Türkiye somutunda ise savaşa, silahlanmaya karşı çıkmak demek, Kürtlere karşı yapılan savaşa, askeri harekât ve operasyonlara karşı çıkmak, barışı savunmak, Kürt sorununun barışçıl çözümünü istemek demektir. Bu yalnız taktik değil, stratejik, programatik bir sorundur. Çünkü Kürt sorunu barışçıl yollardan çözülmeden Türkiye demokratikleşemez, sınıf savaşı gelişemez, Erdoğan’ın kurmakta olduğu İslami faşizan rejim yıkılamaz. Erdoğan’ı iktidarda tutan O’nun Kürtlere karşı yürüttüğü savaştır. Başur’da, Rojova’da yaptığı yayılmacı operasyonlardır, savaşla Kürt düşmanlığını canlı tutmaktır.
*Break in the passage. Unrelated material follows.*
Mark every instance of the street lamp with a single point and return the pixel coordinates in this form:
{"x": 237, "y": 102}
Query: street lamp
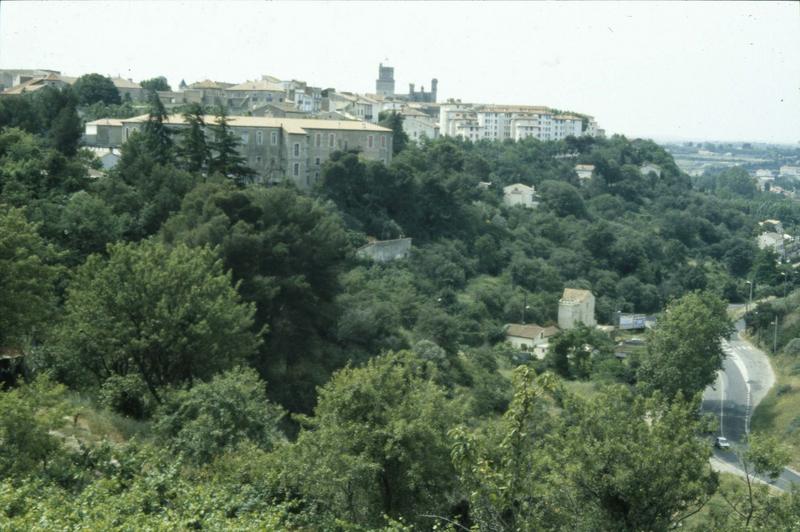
{"x": 775, "y": 338}
{"x": 750, "y": 302}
Erdoğan’ı yenmek ancak demokratik bir cumhuriyette Kürtlerle ve diğer Türkiye halklarıyla eşitlik, özgürlük ve özerklik temelinde barışçıl ortak yaşamı savunan bir politikayı gerektirir. Muhalafet ise bugün bu politikayı savunmaktan fersah fersah uzaktır. Onlar hem Erdoğan’dan bölücü terörist damgası yemekten korkmakta, hem de Kürtlerin bir statüye sahip olmalarını istememektedirler. Bu konuda Erdoğan’la ayrı düşünmemektedirler. Onun için de Erdoğan ne sandıkta ne sokakta yenilir. Savaş devam eder. Ekonomi krizden kurtulamaz, enflasyonların arkası önü kesilmez. Bu nedenle Kürt sorunu Türkiye için yalnız taktik değil, stratejik, programatik bir sorundur. Erdoğan rejimine son vermek, enflasyonu düşürmek, demokrasiyi kazanmak Kürt sorununun barışçıl çözümü için yığınları sokağa dökmekten geçer. Bu sol ve devrimci güçlerin önde duran görevidir.